Watch as two pioneers of Israeli-Jordanian peace assess the state of their countries' relations on the 25th anniversary of their historic 1994 peace treaty.
In one of the most hopeful moments of recent Middle East history, the leaders of Jordan and Israel met in the Wadi Araba desert a quarter-century ago to sign a formal peace treaty, take their long-clandestine relationship out of the shadows, and commit themselves to a truly warm peace. Since then, relations between Amman and Jerusalem have experienced important breakthroughs but also difficult blows, in terms of both their bilateral ties and the Palestinian issue.
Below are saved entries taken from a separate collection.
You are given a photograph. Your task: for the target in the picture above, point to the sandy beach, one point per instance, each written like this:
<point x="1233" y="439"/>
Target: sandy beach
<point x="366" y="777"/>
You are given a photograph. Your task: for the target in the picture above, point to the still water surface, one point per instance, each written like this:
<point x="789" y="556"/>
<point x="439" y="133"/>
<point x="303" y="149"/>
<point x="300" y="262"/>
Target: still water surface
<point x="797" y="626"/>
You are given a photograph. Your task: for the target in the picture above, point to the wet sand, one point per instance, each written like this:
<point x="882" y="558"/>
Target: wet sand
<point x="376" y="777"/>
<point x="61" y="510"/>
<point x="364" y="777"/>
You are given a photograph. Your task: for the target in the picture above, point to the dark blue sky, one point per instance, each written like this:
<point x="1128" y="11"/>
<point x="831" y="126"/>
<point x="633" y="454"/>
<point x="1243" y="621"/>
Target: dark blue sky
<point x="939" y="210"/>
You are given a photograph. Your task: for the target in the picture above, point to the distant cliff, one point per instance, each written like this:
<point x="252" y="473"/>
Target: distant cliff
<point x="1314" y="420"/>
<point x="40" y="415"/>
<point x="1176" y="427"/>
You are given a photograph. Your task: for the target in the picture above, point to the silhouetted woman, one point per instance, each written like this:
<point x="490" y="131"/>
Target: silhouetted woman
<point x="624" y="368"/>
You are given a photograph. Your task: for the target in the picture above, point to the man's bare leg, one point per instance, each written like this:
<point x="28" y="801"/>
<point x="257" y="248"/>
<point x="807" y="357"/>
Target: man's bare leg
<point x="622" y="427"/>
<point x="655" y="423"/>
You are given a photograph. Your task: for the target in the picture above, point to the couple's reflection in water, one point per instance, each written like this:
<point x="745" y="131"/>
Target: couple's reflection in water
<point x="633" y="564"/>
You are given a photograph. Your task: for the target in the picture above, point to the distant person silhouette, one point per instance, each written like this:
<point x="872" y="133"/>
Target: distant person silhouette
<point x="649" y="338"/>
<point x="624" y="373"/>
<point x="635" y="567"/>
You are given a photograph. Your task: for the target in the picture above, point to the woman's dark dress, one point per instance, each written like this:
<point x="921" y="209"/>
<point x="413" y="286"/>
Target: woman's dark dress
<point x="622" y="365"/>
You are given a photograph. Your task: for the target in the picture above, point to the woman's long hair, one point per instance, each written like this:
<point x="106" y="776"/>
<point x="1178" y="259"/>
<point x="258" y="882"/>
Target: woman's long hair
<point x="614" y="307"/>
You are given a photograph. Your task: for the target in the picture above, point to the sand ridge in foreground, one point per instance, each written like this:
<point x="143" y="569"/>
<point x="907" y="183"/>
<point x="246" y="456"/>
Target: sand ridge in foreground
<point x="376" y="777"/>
The result today is a relationship under deep strain, anchored by security and intelligence ties but suffering from a mix of popular hostility among Jordanians and perceived indifference among Israelis.
To discuss the past, present, and, most important, future of Jordan-Israel peace, its connection to regional issues, and its role in U.S. policy, The Washington Institute hosted a Policy Forum with:
Jawad Anani, Jordan's former deputy prime minister, foreign minister, chief of the Royal Court, and coordinator of the peace process negotiating team.
Shimon Shamir, dean of Israeli scholars on the modern Middle East, professor emeritus of Middle East history at Tel Aviv University, and Israel's first ambassador to Jordan.